Can Rabbits Eat Onions?

Long story short, NO. Onions are not bunny-friendly and you should avoid feeding your rabbit with this human vegetable.

Onions can cause more damage to your friend than just disturbing breath.

This culinary addition contains a toxin that can cause some really serious complications for rabbits.

Onions feature an ingredient that bears the name of thiosulphate that’s toxic rabbits.

If your bunny eats this vegetable, their red blood cells will be damaged – it’s a disease called hemolytic anemia.

This disorder will cause the red blood cells that are circulating through the pet’s body to burst.

In addition, onions also carry a substance called organosulfur.

This compound has been known to elicit a medical condition in rabbits, where the poison can easily become absorbed by the rabbit’s digestive system.
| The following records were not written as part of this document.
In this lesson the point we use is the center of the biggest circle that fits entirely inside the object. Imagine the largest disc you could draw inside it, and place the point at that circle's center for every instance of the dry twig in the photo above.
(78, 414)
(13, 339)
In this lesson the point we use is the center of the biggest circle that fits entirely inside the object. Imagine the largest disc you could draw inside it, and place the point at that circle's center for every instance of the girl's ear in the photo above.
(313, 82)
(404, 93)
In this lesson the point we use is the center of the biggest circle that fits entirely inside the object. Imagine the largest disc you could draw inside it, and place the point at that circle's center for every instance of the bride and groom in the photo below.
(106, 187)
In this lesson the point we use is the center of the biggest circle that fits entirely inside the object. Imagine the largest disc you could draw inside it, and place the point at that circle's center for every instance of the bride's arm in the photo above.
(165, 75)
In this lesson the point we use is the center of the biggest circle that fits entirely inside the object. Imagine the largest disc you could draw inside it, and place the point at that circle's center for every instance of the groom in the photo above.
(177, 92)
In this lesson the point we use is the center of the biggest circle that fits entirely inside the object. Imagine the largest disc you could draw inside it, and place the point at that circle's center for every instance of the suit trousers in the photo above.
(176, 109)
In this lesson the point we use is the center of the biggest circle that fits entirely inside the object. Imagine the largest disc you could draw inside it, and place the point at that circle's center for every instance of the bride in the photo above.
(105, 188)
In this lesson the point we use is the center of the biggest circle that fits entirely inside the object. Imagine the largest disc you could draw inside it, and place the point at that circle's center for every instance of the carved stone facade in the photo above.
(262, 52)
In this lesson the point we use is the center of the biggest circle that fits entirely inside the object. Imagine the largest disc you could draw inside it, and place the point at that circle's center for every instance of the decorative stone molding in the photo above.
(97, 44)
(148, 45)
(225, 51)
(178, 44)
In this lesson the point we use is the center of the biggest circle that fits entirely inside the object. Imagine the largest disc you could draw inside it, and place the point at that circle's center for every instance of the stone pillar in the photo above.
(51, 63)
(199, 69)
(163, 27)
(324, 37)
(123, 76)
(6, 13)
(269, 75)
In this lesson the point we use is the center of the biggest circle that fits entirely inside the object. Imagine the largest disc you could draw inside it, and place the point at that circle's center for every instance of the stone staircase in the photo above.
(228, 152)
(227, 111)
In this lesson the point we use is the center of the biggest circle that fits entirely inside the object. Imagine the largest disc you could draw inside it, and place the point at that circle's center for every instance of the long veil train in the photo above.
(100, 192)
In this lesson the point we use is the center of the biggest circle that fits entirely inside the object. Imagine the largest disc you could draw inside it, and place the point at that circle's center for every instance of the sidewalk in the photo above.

Side effects and potential risks will occur with rabbits that consume any amount of onions.

With that said, it’s in both you and your rabbit’s interest to leave out the onions altogether.

What Part of an Onion is Toxic to Rabbits?

No specific part of an onion carries the toxin that is harmful to rabbits — they’re in the whole thing! This includes the flesh, juice, leaves, and even processed powders.

This means that onions can cause harm to rabbits if they are consumed even after they are cooked, fried, or powdered.

Actually, all other foods in the allium family, including garlic, shallots, leeks, and chives, are also harmful to rabbits as they contain the same toxin.

Onion and garlic powders are actually even more potent than fresh onions, which is extra dangerous news because they are found in so many human foods.

Symptoms of Onion Toxicity in Rabbits

If you think that your bunny companion may have eaten some of this veggie, look for the following signs:

  • Excessive salivation
  • Collapse
  • Irritation of the mouth
  • Reddish urine
  • Fainting
  • Pale gums
  • Loss of appetite
  • Weakness
  • Lethargy

The American Society for the Prevention of Cruelty to Animals also lists panting, elevated heart rate, and vomiting as the additional signs of the onion toxicity.

If you notice any of these symptoms, you’ll have to take him to your local veterinarian as soon as it is possible.

He or she will diagnose the rabbit’s condition based on his blood work and the symptoms.

If the veterinarian detects the formation of the so-called Heinz bodies or just the hemolytic anemia, and the rabbit was recently exposed to vegetables, all signs will inevitably point to onion toxicity.

There are many conditions that could be the possible causes of your pet’s hemolytic anemia, which is precisely why it’s essential to get an accurate diagnosis and give your pooch an appropriate therapy.

Other Typical Foods That Are Dangerous to Rabbits

Unfortunately, onion isn’t the only kind of food that could be harmful to your pet.

Take a look at the following foods – you should keep them out of your pet’s reach:

  • Avocado: rabbits typically can have a bad reaction to avocados, but it’s the birds that are in the greatest danger. If they eat some of this fruit, they will have severe respiratory problems and possibly die.
  • Raisins & Grapes: both of these fruits easily cause kidney failure. Every form of these fruits should be kept out of the bunny’s reach, and that includes grape juice and raisin bagels.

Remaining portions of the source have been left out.